Qui sait ? — Faut-il nier tout ce qu’on ne voit pas ?
Tout lien est-il donc rompu par le trépas ?
N’a-t-on pas vu d’ailleurs des choses effrayantes ? —
Mais l’homme, ouvrir du ciel les pages flamboyantes !
Qui sait ce que Dieu met dans l’âme en la créant ? —
Mais quoi ! cet homme impur, ce juif, ce mécréant.
Dans son sens symbolique interpréter le monde !
Fouiller le saint des saints de son regard immonde ! —
Pourquoi pas ? Que sait-on ? Tout est mystérieux.
Raison de plus, peut-être ! — À mon œil curieux
S’il pouvait de mon astre expliquer le langage ?
Me dire où finira la lutte que j’engage ?

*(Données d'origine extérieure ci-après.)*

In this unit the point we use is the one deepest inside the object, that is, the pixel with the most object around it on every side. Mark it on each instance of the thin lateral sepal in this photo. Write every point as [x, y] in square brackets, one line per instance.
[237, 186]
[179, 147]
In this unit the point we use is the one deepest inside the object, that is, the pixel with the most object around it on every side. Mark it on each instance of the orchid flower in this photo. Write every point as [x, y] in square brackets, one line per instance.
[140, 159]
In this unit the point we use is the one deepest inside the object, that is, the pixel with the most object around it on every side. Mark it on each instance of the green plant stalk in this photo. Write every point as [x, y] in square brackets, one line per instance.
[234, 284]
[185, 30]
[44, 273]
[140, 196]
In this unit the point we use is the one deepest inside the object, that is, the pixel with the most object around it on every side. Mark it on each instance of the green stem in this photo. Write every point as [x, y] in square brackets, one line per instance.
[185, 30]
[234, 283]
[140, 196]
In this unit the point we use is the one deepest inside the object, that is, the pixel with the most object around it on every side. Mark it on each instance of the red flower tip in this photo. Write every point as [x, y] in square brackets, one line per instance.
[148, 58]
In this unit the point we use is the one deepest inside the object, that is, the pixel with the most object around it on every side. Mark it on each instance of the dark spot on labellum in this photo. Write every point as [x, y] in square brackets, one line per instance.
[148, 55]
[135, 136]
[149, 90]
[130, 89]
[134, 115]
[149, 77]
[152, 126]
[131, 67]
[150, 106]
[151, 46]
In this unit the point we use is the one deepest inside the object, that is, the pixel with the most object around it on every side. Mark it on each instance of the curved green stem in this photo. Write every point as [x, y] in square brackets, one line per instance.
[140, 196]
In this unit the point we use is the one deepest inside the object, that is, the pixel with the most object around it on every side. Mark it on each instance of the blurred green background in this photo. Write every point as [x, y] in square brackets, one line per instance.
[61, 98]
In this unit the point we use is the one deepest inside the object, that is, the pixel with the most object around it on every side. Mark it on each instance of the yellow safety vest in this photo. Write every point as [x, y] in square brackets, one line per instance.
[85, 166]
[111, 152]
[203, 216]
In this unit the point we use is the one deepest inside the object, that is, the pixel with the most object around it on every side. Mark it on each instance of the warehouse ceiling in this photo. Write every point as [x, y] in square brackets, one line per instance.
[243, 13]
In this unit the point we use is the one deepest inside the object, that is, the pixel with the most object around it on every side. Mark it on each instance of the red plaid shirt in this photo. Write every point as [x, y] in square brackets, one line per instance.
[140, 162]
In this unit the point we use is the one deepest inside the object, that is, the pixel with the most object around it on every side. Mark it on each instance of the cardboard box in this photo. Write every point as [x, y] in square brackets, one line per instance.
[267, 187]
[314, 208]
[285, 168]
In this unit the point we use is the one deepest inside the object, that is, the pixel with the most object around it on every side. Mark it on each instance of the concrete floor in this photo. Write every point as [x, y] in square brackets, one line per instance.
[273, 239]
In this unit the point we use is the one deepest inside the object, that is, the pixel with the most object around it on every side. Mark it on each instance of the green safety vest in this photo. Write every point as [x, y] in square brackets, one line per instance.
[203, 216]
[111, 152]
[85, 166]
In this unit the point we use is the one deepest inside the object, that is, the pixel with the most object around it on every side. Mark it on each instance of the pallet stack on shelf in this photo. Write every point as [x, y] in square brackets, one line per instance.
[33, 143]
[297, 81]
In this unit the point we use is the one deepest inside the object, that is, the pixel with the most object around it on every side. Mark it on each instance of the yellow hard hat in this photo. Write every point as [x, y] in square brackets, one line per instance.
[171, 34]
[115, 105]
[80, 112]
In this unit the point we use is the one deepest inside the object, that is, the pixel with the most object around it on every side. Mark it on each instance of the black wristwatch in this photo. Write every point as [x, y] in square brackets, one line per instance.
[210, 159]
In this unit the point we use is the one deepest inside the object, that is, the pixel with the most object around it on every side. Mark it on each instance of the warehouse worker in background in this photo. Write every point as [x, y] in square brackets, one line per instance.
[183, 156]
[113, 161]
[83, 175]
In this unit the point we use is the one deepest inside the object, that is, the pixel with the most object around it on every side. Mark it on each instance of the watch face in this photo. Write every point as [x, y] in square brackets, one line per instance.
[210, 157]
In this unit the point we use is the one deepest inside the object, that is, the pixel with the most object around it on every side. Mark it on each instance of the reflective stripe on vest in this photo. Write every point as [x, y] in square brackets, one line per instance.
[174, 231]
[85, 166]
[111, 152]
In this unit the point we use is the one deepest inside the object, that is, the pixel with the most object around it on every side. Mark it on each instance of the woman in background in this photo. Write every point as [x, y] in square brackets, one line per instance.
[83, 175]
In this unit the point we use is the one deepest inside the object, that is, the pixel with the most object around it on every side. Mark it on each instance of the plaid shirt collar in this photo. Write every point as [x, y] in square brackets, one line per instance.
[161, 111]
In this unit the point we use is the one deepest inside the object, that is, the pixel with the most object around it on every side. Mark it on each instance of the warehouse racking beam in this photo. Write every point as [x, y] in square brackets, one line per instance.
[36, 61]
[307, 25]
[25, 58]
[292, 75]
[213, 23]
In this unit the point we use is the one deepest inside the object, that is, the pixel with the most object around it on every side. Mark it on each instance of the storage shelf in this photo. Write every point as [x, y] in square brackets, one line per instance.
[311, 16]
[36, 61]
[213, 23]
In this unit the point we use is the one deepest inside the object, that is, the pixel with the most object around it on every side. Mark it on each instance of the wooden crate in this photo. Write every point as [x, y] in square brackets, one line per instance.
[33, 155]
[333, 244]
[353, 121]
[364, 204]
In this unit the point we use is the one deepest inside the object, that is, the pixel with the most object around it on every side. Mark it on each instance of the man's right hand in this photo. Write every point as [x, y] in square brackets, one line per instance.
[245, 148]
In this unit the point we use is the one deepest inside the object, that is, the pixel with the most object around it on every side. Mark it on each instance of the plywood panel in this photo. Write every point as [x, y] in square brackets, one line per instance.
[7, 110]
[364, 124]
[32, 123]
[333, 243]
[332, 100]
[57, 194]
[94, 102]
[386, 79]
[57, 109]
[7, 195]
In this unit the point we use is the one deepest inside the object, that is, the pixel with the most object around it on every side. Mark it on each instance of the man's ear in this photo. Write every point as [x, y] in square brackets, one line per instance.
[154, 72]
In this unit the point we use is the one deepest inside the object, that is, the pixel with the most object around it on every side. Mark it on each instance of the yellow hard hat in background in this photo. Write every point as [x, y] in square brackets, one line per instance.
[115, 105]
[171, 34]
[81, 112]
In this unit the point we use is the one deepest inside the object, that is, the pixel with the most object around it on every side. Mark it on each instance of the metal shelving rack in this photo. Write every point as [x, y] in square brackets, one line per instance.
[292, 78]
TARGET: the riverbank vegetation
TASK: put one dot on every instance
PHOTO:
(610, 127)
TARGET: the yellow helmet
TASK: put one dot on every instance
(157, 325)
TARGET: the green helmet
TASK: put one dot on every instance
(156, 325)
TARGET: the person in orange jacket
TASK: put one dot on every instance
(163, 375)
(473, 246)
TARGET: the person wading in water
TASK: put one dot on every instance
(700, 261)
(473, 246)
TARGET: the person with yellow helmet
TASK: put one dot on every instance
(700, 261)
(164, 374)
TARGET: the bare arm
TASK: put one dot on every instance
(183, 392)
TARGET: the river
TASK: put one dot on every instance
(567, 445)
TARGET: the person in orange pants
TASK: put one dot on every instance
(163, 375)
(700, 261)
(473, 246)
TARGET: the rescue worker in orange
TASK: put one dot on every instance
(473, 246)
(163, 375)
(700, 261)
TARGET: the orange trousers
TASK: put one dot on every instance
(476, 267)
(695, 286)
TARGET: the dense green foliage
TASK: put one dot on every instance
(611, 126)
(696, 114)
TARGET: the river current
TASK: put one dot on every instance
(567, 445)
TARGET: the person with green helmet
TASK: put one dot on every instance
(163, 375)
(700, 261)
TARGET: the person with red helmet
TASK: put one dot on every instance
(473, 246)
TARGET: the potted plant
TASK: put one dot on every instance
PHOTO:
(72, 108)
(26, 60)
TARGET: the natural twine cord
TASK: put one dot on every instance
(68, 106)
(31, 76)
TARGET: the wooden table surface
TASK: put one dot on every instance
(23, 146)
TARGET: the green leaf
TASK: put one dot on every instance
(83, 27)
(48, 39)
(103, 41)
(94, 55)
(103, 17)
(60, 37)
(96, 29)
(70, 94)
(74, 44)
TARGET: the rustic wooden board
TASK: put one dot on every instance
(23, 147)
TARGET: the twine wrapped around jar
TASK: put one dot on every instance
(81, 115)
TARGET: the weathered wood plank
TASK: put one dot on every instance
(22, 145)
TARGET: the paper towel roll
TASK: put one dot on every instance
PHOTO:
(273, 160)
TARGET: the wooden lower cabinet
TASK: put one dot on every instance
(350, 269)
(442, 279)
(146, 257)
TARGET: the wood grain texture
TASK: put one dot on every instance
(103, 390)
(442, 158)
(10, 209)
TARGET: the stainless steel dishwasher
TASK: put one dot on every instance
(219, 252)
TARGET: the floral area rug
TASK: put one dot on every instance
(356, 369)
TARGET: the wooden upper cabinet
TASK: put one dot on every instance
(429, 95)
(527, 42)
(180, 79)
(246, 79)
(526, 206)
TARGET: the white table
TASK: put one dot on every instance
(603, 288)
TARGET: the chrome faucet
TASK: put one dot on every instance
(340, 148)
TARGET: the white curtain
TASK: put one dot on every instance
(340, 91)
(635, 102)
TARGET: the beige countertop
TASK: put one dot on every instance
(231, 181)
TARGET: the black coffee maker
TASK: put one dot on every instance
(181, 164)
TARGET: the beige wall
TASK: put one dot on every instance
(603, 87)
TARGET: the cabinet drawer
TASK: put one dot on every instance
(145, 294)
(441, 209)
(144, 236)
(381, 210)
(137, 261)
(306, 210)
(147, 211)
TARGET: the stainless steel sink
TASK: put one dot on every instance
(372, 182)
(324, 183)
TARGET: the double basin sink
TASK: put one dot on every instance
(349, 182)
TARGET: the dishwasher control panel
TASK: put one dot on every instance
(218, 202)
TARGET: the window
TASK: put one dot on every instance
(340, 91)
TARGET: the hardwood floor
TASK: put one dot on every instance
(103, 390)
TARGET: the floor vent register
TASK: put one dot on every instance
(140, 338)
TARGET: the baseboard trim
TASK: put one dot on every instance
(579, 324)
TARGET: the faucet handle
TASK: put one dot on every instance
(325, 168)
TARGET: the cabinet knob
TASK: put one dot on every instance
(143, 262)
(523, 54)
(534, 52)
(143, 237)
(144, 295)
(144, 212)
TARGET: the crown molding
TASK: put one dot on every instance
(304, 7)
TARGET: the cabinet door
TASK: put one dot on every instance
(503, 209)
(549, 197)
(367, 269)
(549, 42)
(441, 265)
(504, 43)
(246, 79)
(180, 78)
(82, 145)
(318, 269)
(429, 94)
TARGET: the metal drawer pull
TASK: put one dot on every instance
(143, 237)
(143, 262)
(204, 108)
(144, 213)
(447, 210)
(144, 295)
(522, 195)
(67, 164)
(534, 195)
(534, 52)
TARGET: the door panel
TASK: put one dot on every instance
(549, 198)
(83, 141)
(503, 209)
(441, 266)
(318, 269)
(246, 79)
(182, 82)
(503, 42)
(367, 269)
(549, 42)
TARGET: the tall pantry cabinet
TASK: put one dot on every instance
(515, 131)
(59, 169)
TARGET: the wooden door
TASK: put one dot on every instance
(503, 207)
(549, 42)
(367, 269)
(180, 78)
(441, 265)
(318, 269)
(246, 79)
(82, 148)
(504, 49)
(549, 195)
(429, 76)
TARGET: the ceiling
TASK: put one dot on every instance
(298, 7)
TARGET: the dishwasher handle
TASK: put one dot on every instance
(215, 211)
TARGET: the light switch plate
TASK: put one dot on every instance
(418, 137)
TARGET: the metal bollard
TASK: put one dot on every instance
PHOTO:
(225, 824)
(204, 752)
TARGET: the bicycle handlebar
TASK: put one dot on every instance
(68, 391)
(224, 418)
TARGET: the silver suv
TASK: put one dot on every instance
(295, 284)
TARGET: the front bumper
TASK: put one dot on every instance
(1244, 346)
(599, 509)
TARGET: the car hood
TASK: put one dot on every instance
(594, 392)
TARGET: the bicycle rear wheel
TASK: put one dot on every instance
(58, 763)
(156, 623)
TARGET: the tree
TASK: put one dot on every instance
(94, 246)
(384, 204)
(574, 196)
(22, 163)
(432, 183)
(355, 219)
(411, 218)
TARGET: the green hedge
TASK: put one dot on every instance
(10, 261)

Allons ! nous sommes seuls, sans témoins. — Essayons.
Haut à Manassé.
Juif !
MANASSÉ, qui n’a cessé d’attacher les yeux au ciel, se retourne et s’incline.
Seigneur ?

CROMWELL.
S’il est vrai que ces divins rayons
Illuminent ton âme à leur clarté mystique,
Et prêtent à tes yeux un éclair prophétique…
Il s’arrête et paraît hésiter un moment.

MANASSÉ, se prosternant.
Que demandez-vous, maître, à votre serviteur ?
CROMWELL, baissant la voix.
L’avenir.
MANASSÉ, se relevant et se redressant.
Quoi ? comment ? jusqu’à cette hauteur
Tu lèves tes regards, incirconcis ! Ton âme

Verrait à nu, malgré les barrières de flamme,
Ces astres, sable d’or, poudre de diamants,
Qu’en leur gouffre sans fond roulent les firmaments !
Tu voudrais pénétrer ce ciel, palais de gloire,
Ténébreux sanctuaire, ardent laboratoire,
Où veille Jéhovah, qui ne dessaisit pas
L’immuable pivot et l’éternel compas !
Percer les trois milieux, la flamme, l’éther, l’onde.